Inspiring Resources for Data Science

Aakash Tandel
Inspire + Advance
Published in
2 min readSep 5, 2017

I suffered from information paralysis when I started learning about data science. There are a hundred and one different websites, books, and videos to watch. I didn’t know if DataCamp was better than DataQuest.io or if I should just start reading one of the many O’Reilly books. I spent a fair amount of time on both of those sites and have read a good part of a few O’Reilly books like Think Bayes and Doing Data Science. I’ve read Introduction to Statistical Learning and plan on reading Elements to Statistical Learning in a few months. But all of those resources are very technical. As a new data scientist, you will often be encouraged to learn some of the many technical aspects of the field. I am always looking at the big picture. How does this new technique fit into solving problems with data science? This is the question I think is sometimes lost when you spend your time in the recesses of a books and journal articles. I have a few places I go when I feel like I am bogged down in the weeds of data science.

The first place I like to go to is YouTube. Past the entertaining DriveTribe videos and fail compilations, there exists a great channel called PyData. PyData “provides a forum for the international community of users and developers of data analysis tools to share ideas and learn from each other.” The YouTube channel offers a multitude of different lectures ranging the full spectrum of data science topics. I will often find myself listening to a lecture and following along with the lecturer’s Jupyter Notebook on my local machine. This is a great way to learn from folks using data science in the field. I recently listened to a great lecture by Patrick Harrison on modern natural language processing techniques. I would never have been able to learn from Harrison if it weren’t for PyData.

Books have always offered me a certain level of inspiration. Nate Silver’s The Signal and the Noise, Seth Stephens-Davidowitz’s Everybody Lies, and Christian Rudder’s Dataclysm are all great examples of books that provide context to data science. Each of these veterans of data science offers a unique perspective and subject matter expertise on a wide range of topics. All three of these books leave the technical details out and for the data scientist that may be unfortunate. Nonetheless, each book provides the reader with a new use case for data science and can offer you context to your new founded data science skills.

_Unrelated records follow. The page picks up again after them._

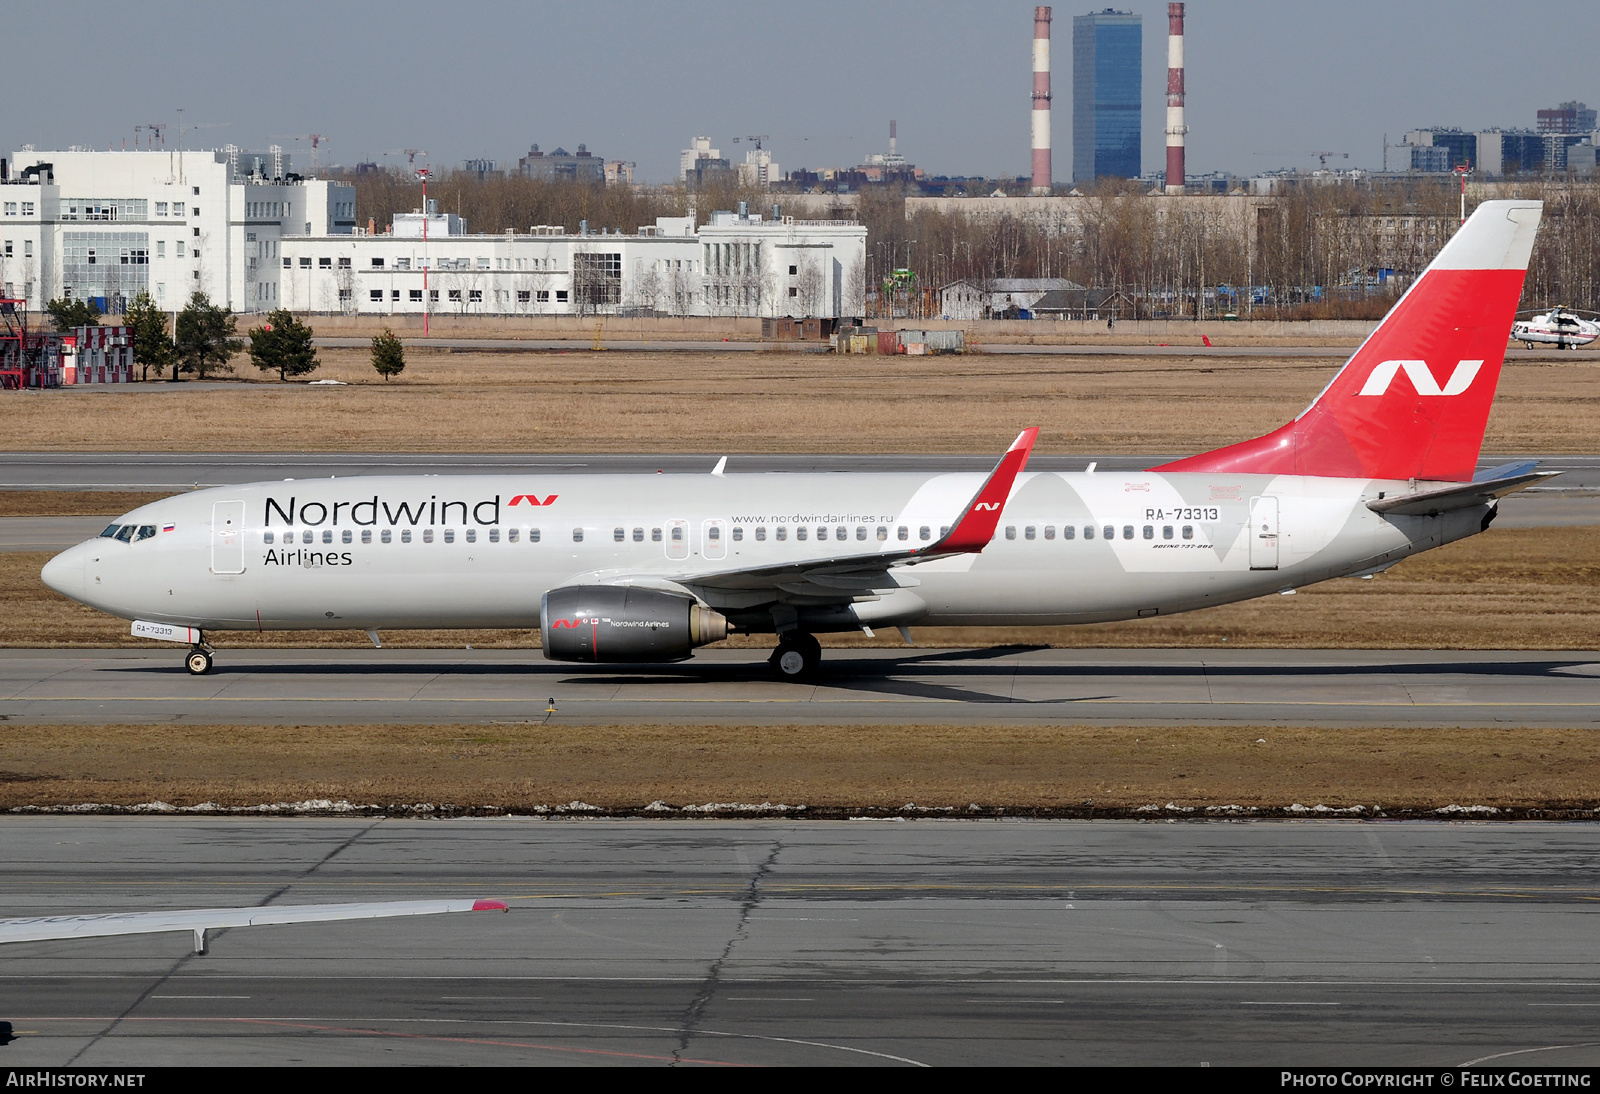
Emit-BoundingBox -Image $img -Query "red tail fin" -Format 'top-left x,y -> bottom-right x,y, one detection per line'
1155,200 -> 1542,482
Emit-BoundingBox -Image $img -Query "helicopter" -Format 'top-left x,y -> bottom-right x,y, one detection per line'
1511,306 -> 1600,349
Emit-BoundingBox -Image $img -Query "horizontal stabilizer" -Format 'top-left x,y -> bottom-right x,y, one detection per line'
1367,470 -> 1559,516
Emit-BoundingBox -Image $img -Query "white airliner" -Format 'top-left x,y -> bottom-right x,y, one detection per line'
43,200 -> 1549,679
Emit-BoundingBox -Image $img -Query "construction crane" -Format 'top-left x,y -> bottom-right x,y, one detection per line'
272,134 -> 330,173
385,149 -> 429,167
144,123 -> 167,147
733,135 -> 770,150
1313,151 -> 1349,168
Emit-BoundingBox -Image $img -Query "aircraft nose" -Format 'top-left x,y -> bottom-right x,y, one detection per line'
41,544 -> 87,600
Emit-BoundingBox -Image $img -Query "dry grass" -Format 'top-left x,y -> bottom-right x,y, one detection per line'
6,349 -> 1598,454
0,492 -> 171,518
7,525 -> 1600,650
0,722 -> 1591,812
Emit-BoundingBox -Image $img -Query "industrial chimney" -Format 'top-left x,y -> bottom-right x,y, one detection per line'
890,119 -> 897,160
1164,2 -> 1187,195
1031,6 -> 1052,195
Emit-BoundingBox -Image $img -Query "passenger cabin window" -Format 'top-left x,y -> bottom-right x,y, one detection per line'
263,530 -> 274,544
1182,525 -> 1193,540
854,526 -> 865,541
507,528 -> 518,542
322,530 -> 333,544
423,529 -> 434,543
1084,526 -> 1095,540
573,528 -> 584,542
709,526 -> 721,542
465,529 -> 476,543
1044,526 -> 1055,540
633,527 -> 644,542
1142,525 -> 1153,540
670,527 -> 682,542
401,529 -> 412,543
919,526 -> 930,541
876,526 -> 887,541
614,527 -> 625,542
1063,525 -> 1075,540
529,528 -> 540,542
755,527 -> 766,541
1025,526 -> 1036,540
897,526 -> 908,541
651,527 -> 662,542
1005,526 -> 1016,540
488,528 -> 499,542
443,529 -> 455,544
382,529 -> 392,543
731,527 -> 743,542
342,529 -> 353,544
1123,526 -> 1134,540
836,527 -> 848,541
797,527 -> 808,541
775,527 -> 786,540
1102,525 -> 1114,540
361,529 -> 372,544
302,530 -> 313,544
1162,526 -> 1173,540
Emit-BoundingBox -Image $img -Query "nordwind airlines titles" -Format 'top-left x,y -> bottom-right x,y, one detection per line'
43,201 -> 1550,680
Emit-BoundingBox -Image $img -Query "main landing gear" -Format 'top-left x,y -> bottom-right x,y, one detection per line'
185,643 -> 214,676
770,632 -> 822,680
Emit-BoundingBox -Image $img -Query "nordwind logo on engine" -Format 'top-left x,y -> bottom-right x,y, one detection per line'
1357,360 -> 1482,397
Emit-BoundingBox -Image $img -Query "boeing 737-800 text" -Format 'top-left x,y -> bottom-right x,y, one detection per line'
43,200 -> 1548,678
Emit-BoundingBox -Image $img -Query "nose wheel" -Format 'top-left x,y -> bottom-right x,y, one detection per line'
770,632 -> 821,679
185,646 -> 214,675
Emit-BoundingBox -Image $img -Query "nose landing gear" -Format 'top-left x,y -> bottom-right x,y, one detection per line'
185,644 -> 214,675
769,632 -> 822,679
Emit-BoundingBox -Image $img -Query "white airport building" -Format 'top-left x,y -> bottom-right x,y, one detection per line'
0,149 -> 865,320
0,149 -> 355,314
278,206 -> 865,319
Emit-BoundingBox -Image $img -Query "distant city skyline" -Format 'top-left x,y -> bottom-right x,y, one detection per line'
5,1 -> 1596,183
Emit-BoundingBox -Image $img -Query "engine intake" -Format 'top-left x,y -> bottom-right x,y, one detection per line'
540,586 -> 729,663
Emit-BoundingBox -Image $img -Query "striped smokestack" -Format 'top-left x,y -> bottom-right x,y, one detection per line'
1164,2 -> 1187,195
1031,6 -> 1051,195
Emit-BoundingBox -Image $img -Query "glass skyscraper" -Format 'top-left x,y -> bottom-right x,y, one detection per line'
1073,9 -> 1142,182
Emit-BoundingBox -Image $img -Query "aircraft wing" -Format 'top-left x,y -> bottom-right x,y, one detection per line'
682,428 -> 1038,598
0,898 -> 509,954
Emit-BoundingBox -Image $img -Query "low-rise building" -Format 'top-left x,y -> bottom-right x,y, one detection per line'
279,206 -> 865,319
0,149 -> 354,314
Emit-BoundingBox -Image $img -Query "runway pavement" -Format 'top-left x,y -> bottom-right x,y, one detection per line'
5,817 -> 1600,1067
5,647 -> 1600,728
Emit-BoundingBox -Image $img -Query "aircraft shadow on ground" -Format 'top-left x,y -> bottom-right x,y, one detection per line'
98,649 -> 1600,707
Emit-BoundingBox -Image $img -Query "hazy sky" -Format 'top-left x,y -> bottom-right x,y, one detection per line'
10,1 -> 1596,182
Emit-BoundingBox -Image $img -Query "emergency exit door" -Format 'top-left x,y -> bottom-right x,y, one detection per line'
211,500 -> 246,574
1249,495 -> 1279,571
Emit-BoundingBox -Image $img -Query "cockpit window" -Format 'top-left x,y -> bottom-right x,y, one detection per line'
113,525 -> 135,542
100,524 -> 121,538
133,525 -> 158,542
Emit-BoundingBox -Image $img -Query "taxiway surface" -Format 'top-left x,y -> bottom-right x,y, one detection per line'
5,647 -> 1600,728
5,818 -> 1599,1067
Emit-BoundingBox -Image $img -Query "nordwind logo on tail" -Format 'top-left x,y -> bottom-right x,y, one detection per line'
1358,360 -> 1483,397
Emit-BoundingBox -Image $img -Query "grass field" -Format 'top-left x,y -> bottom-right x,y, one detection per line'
0,722 -> 1590,814
6,348 -> 1599,454
5,525 -> 1599,650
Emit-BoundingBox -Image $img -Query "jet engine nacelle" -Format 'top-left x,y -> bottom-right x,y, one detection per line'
540,586 -> 729,663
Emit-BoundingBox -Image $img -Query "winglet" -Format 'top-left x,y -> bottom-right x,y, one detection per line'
924,428 -> 1038,554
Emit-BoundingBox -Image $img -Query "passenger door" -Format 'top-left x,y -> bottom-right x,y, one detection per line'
1248,495 -> 1279,571
211,500 -> 246,574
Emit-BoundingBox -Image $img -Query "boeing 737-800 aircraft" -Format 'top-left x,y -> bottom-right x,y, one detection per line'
43,200 -> 1548,679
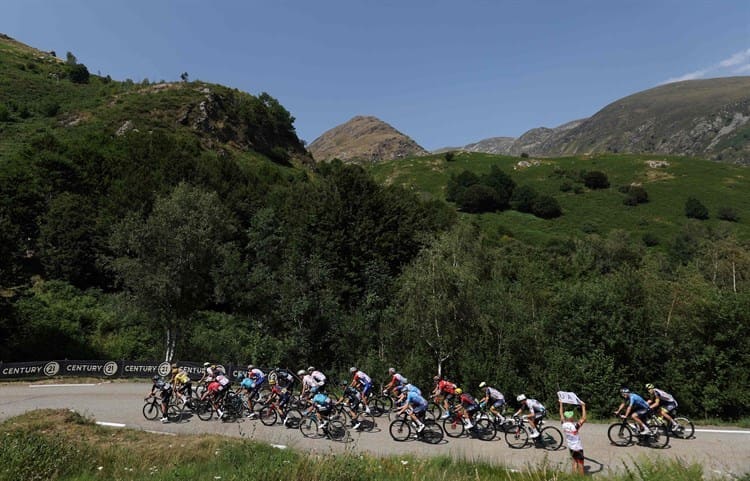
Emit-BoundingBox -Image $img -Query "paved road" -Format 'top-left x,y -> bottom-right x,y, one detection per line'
1,382 -> 748,478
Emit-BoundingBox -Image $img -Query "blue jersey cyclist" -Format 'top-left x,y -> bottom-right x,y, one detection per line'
311,390 -> 335,429
396,386 -> 428,433
614,388 -> 651,435
349,367 -> 373,414
241,364 -> 266,406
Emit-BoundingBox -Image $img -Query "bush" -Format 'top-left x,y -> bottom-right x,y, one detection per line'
520,152 -> 529,158
69,63 -> 90,84
685,197 -> 709,220
583,170 -> 610,189
41,101 -> 60,117
559,181 -> 572,192
717,206 -> 739,222
531,194 -> 562,218
623,185 -> 648,206
0,104 -> 9,122
574,185 -> 584,194
446,170 -> 480,202
511,185 -> 538,213
458,184 -> 500,213
444,151 -> 455,162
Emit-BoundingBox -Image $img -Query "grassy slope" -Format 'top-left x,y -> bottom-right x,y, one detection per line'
370,152 -> 750,245
0,35 -> 291,172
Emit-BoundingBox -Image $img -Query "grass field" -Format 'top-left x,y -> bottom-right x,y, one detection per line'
0,409 -> 724,481
369,152 -> 750,245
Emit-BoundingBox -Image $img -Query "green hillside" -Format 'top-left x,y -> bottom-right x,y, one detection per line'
370,151 -> 750,245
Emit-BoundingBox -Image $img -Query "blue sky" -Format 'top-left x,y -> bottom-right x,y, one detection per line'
4,0 -> 749,150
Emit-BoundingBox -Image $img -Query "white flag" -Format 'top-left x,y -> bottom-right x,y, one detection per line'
557,391 -> 583,405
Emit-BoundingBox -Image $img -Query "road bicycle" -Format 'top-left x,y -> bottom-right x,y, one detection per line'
388,410 -> 444,444
334,400 -> 376,432
257,397 -> 303,429
649,410 -> 694,439
607,414 -> 669,448
505,415 -> 563,450
442,405 -> 495,441
476,405 -> 515,437
299,408 -> 348,441
142,393 -> 183,423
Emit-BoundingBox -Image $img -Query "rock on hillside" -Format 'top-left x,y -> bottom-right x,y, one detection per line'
462,136 -> 516,154
309,116 -> 428,162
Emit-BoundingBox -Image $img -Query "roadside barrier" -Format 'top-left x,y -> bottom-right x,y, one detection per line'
0,360 -> 244,381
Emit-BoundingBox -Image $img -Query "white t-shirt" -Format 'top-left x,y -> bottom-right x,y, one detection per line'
302,374 -> 317,389
562,421 -> 583,451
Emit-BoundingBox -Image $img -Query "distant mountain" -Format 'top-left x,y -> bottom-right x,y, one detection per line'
308,116 -> 428,162
440,77 -> 750,164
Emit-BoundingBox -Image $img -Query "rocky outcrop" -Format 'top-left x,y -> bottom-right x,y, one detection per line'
308,116 -> 428,162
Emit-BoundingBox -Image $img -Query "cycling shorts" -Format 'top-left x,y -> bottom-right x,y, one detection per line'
412,403 -> 428,414
361,382 -> 373,397
465,404 -> 480,414
207,381 -> 221,394
661,402 -> 677,414
634,407 -> 649,418
492,399 -> 506,409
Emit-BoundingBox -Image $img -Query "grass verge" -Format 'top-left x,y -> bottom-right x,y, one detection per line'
0,409 -> 738,481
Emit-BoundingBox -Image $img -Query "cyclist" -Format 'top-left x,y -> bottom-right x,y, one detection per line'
338,381 -> 365,430
559,399 -> 587,476
309,389 -> 335,429
242,364 -> 266,404
172,366 -> 192,404
478,381 -> 506,420
454,388 -> 481,429
432,375 -> 457,419
349,367 -> 373,414
264,377 -> 293,425
145,375 -> 173,423
646,383 -> 680,431
383,367 -> 407,395
395,383 -> 422,409
199,362 -> 214,384
273,368 -> 296,390
395,385 -> 428,433
513,394 -> 546,438
299,369 -> 318,400
614,388 -> 650,435
308,366 -> 327,391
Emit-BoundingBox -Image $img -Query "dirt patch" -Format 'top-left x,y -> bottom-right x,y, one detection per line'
645,170 -> 675,182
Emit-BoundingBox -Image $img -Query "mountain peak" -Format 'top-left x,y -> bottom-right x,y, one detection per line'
309,116 -> 428,162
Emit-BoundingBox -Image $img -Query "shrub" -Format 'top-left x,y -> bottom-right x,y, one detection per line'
480,165 -> 515,210
520,152 -> 529,158
685,197 -> 709,220
717,206 -> 739,222
0,104 -> 9,122
19,105 -> 31,119
583,170 -> 610,189
69,63 -> 90,84
559,181 -> 572,192
573,185 -> 584,194
623,185 -> 648,206
41,101 -> 60,117
444,151 -> 455,162
458,184 -> 500,213
446,170 -> 480,202
511,185 -> 538,213
531,194 -> 562,218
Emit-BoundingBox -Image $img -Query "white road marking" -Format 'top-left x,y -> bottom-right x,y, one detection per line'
144,430 -> 177,436
29,383 -> 96,388
694,428 -> 750,434
96,421 -> 126,427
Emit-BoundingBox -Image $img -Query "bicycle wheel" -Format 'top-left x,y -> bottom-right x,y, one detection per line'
647,425 -> 670,449
607,422 -> 632,446
167,403 -> 183,423
300,415 -> 321,438
428,402 -> 442,420
142,400 -> 160,420
472,418 -> 496,441
505,425 -> 529,448
537,426 -> 563,450
282,408 -> 302,429
672,417 -> 694,439
326,418 -> 348,441
372,396 -> 392,417
196,400 -> 214,421
258,404 -> 278,426
443,417 -> 465,438
420,420 -> 444,444
389,419 -> 412,441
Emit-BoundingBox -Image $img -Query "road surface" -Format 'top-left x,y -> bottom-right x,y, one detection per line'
1,382 -> 748,478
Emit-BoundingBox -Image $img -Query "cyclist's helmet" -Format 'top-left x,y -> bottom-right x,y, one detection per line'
203,362 -> 210,367
645,383 -> 655,390
455,388 -> 463,395
479,381 -> 487,389
620,388 -> 630,395
433,375 -> 440,382
307,366 -> 315,373
388,367 -> 396,374
152,375 -> 160,381
517,394 -> 527,402
297,369 -> 306,376
247,364 -> 254,370
349,366 -> 357,374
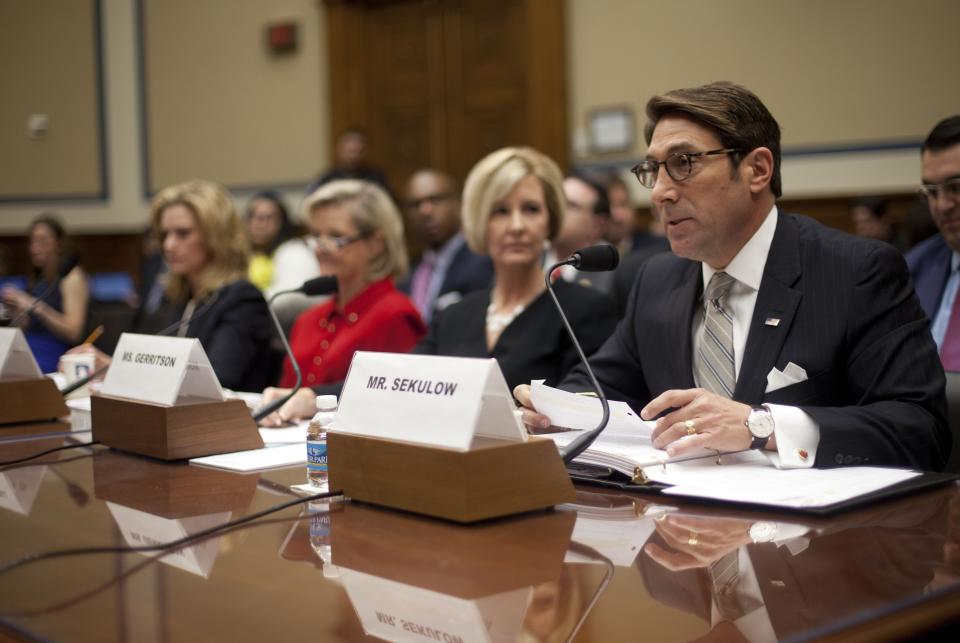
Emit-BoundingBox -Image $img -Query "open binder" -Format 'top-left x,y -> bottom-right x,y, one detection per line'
549,427 -> 959,517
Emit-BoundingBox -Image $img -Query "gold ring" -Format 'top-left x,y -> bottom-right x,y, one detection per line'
684,419 -> 697,436
688,534 -> 698,546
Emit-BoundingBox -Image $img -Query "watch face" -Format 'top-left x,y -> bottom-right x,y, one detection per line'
749,408 -> 775,438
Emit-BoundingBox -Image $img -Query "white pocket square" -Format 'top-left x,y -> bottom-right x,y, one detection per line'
765,362 -> 808,393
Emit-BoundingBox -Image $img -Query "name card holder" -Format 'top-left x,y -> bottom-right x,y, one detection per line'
0,328 -> 68,425
328,352 -> 574,523
91,333 -> 262,460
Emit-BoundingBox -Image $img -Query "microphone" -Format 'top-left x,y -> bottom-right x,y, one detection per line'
570,244 -> 619,272
544,245 -> 619,464
252,276 -> 339,422
58,286 -> 226,396
10,256 -> 79,327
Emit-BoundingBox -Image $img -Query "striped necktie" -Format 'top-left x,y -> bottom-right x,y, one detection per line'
695,271 -> 736,397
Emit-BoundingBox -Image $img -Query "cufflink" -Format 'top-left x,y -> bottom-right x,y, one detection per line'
797,448 -> 808,461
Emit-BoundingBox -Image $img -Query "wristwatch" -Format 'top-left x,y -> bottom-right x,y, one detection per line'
745,404 -> 774,449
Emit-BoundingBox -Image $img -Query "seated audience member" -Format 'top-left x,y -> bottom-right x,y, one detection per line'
849,196 -> 908,252
64,180 -> 276,391
611,208 -> 671,317
516,82 -> 948,471
245,191 -> 297,291
2,214 -> 89,373
546,172 -> 615,293
604,173 -> 640,256
906,115 -> 960,368
413,147 -> 617,390
260,180 -> 425,423
306,128 -> 391,196
399,169 -> 494,323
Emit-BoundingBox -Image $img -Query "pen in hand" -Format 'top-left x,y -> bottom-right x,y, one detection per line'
81,325 -> 104,346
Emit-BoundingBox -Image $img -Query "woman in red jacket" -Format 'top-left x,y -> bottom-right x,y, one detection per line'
261,180 -> 425,423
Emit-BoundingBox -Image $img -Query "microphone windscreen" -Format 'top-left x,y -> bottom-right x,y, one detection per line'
572,245 -> 619,272
300,275 -> 339,296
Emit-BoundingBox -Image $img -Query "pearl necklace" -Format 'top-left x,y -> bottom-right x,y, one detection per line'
486,302 -> 525,333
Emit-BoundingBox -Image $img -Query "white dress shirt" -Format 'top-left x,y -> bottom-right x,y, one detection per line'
692,206 -> 819,469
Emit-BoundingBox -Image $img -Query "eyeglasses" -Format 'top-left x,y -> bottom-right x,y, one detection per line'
630,148 -> 742,189
918,178 -> 960,202
309,232 -> 368,250
405,192 -> 454,211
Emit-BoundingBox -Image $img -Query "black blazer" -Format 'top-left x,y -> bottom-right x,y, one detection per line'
563,212 -> 950,470
173,279 -> 277,392
413,279 -> 618,390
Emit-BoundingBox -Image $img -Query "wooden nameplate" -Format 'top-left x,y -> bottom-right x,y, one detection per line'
91,393 -> 263,461
327,432 -> 575,523
0,378 -> 69,425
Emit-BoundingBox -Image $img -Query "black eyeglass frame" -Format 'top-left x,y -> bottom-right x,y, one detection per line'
630,148 -> 743,189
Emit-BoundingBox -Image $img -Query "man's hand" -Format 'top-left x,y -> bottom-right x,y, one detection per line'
258,387 -> 316,427
512,384 -> 553,432
642,388 -> 753,457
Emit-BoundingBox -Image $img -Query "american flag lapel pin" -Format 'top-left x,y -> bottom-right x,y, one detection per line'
765,317 -> 781,327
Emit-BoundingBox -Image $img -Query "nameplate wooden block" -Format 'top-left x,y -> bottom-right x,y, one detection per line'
327,432 -> 575,523
91,394 -> 263,461
0,378 -> 69,425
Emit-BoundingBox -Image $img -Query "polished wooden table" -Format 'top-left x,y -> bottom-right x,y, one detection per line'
1,435 -> 959,642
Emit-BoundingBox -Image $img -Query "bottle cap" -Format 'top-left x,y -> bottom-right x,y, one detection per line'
315,394 -> 338,410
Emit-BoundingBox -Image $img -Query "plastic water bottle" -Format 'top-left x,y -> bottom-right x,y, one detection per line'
307,394 -> 337,488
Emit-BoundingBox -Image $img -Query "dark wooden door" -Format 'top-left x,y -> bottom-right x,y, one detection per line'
325,0 -> 568,190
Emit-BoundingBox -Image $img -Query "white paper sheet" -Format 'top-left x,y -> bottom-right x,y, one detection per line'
530,381 -> 648,432
189,443 -> 306,472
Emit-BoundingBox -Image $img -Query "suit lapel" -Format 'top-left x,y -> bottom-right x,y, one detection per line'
735,213 -> 802,403
665,261 -> 700,389
917,237 -> 952,320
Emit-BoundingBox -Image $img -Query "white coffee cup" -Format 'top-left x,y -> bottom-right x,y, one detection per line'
61,352 -> 97,398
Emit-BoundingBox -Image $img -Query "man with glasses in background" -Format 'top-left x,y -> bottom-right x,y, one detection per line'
400,169 -> 493,324
906,116 -> 960,370
516,81 -> 949,471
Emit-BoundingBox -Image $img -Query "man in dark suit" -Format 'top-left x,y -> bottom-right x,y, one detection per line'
399,169 -> 493,323
905,116 -> 960,369
517,81 -> 948,471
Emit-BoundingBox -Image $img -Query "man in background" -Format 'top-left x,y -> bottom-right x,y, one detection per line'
400,169 -> 492,323
906,116 -> 960,368
547,173 -> 614,293
307,128 -> 392,196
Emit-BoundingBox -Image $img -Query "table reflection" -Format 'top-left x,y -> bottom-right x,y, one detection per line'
93,451 -> 259,577
632,486 -> 959,642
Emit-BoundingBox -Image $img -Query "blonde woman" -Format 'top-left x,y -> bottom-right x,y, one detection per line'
65,180 -> 275,391
260,180 -> 425,423
413,147 -> 617,389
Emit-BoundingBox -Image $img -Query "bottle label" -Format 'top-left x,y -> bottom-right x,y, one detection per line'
307,440 -> 328,473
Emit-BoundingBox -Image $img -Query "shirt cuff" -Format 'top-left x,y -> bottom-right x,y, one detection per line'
764,404 -> 820,469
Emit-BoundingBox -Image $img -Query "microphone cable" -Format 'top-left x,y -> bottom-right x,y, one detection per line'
0,488 -> 344,577
544,245 -> 620,464
253,276 -> 339,422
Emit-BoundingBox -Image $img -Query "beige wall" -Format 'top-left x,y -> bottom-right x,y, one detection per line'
143,0 -> 327,191
2,0 -> 958,233
568,0 -> 960,200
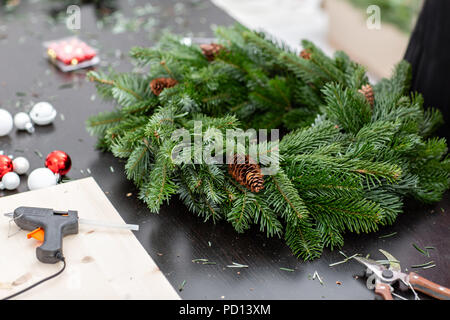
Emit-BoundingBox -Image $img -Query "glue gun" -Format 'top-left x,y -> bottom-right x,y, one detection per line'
4,206 -> 139,264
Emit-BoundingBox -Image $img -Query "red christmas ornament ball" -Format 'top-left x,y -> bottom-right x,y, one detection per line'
45,150 -> 72,176
0,155 -> 13,179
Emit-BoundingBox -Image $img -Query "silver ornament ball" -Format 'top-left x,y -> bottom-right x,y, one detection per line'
1,172 -> 20,190
14,112 -> 35,133
13,156 -> 30,175
0,109 -> 14,137
29,102 -> 57,126
27,167 -> 58,190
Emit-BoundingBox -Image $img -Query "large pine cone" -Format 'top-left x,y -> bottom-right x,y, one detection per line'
150,77 -> 178,96
228,154 -> 264,193
200,43 -> 224,61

I believe in having a macro and micro view of data science. Your current data science project is a micro project. How it fits into the world is a macro problem. At the core of it, data science is about solving problems and acting like a detective with data. If you ever find yourself bogged down by where the lambda tuning parameter in Scikit-Learn’s regularization function is, remember that data science problems need context. You are solving interesting real world problems. Always remember that.

--

--